Why: Large config structs (20+ fields) are unwieldy. By providing sane defaults as a function (not a package-level var), you avoid mutation bugs and make it clear what "normal" looks like. Users only specify deviations.

Example:

func DefaultOptions() *Options {
    return &Options{
        WALSegmentSize:    wlog.DefaultSegmentSize,
        RetentionDuration: int64(15*24*time.Hour / ...),
        MinBlockDuration:  DefaultBlockDuration,
        MaxBlockDuration:  DefaultBlockDuration,
        SamplesPerChunk:   DefaultSamplesPerChunk,
        // ... 20 more fields with sane defaults
    }
}

// Usage:
opts := tsdb.DefaultOptions()
opts.RetentionDuration = 30 * 24 * time.Hour
db, err := tsdb.Open(dir, nil, nil, opts, nil)

When to use: Config structs with many fields where most users want defaults. Especially when zero-value semantics would be confusing (e.g., 0 retention = infinite? or off?).

When NOT to use: Small configs (3-4 fields) where struct literal with zero-means-default is clear enough.


Pattern: Scrape Loop with Aligned Timestamps

Source: scrape/scrape.go Category: concurrency

What: Periodic scrape loops that align timestamps to intervals with a small tolerance, enabling better storage compression downstream.

Why: Time-series databases compress better when timestamps are regular. A 2ms tolerance on alignment means scraped data aligns to the expected grid while accommodating real-world jitter.

Example:

var ScrapeTimestampTolerance = 2 * time.Millisecond
var AlignScrapeTimestamps = true

// In scrape loop: if scrape finishes within tolerance
// of expected timestamp, snap to the grid

When to use: Any periodic data collection where downstream storage benefits from timestamp regularity.
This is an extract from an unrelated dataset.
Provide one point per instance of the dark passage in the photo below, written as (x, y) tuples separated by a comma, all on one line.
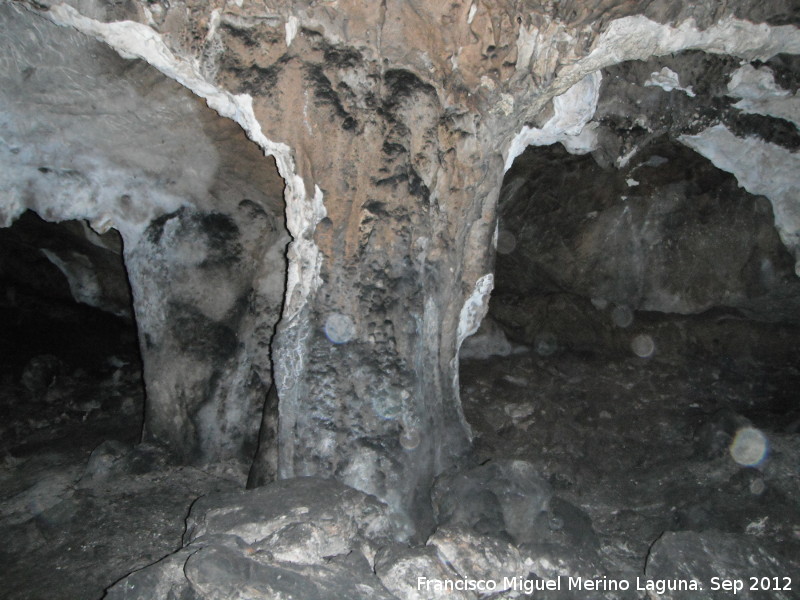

Metrics, heartbeats, polling loops.

When NOT to use: Event-driven data where timestamps must reflect actual occurrence time. Audit logs, user actions, financial transactions.


Pattern: Sentinel Errors with Interface Check

Source: tsdb/db.go Category: error-handling

What: Define package-level sentinel errors with errors.New() and use compile-time interface assertions to verify implementations satisfy storage interfaces.

Why: ErrNotReady as a sentinel lets callers use errors.Is for retry logic. The pattern ensures error identity is stable across versions (not string-matched).

Example:

var ErrNotReady = errors.New("TSDB not ready")

// Callers can reliably detect this:
if errors.Is(err, tsdb.ErrNotReady) {
    // Retry later — DB is still initializing
}

When to use: Any error that callers need to handle programmatically (retry, fallback, special UI). Make it a named sentinel, not a string comparison.

When NOT to use: Errors that are always terminal or always logged-and-discarded. Not every error needs a name.


Pattern: Compile-Time Interface Satisfaction

Source: scrape/scrape.go Category: organization

What: Use var _ Interface = (*Type)(nil) to verify at compile time that a type satisfies an interface, even if the type is only used dynamically.

Why: Without this, you discover missing methods only when the type is actually used — which might be in a rarely-exercised code path or only in production. The compile-time check catches it immediately.

Example:

var _ FailureLogger = (*logging.JSONFileLogger)(nil)
// Fails at compile time if JSONFileLogger doesn't
// implement FailureLogger

When to use: Any type that implements an interface consumed dynamically (registered in a map, stored as interface value, passed to framework code).

When NOT to use: Types whose interface satisfaction is already enforced by direct usage in the same package.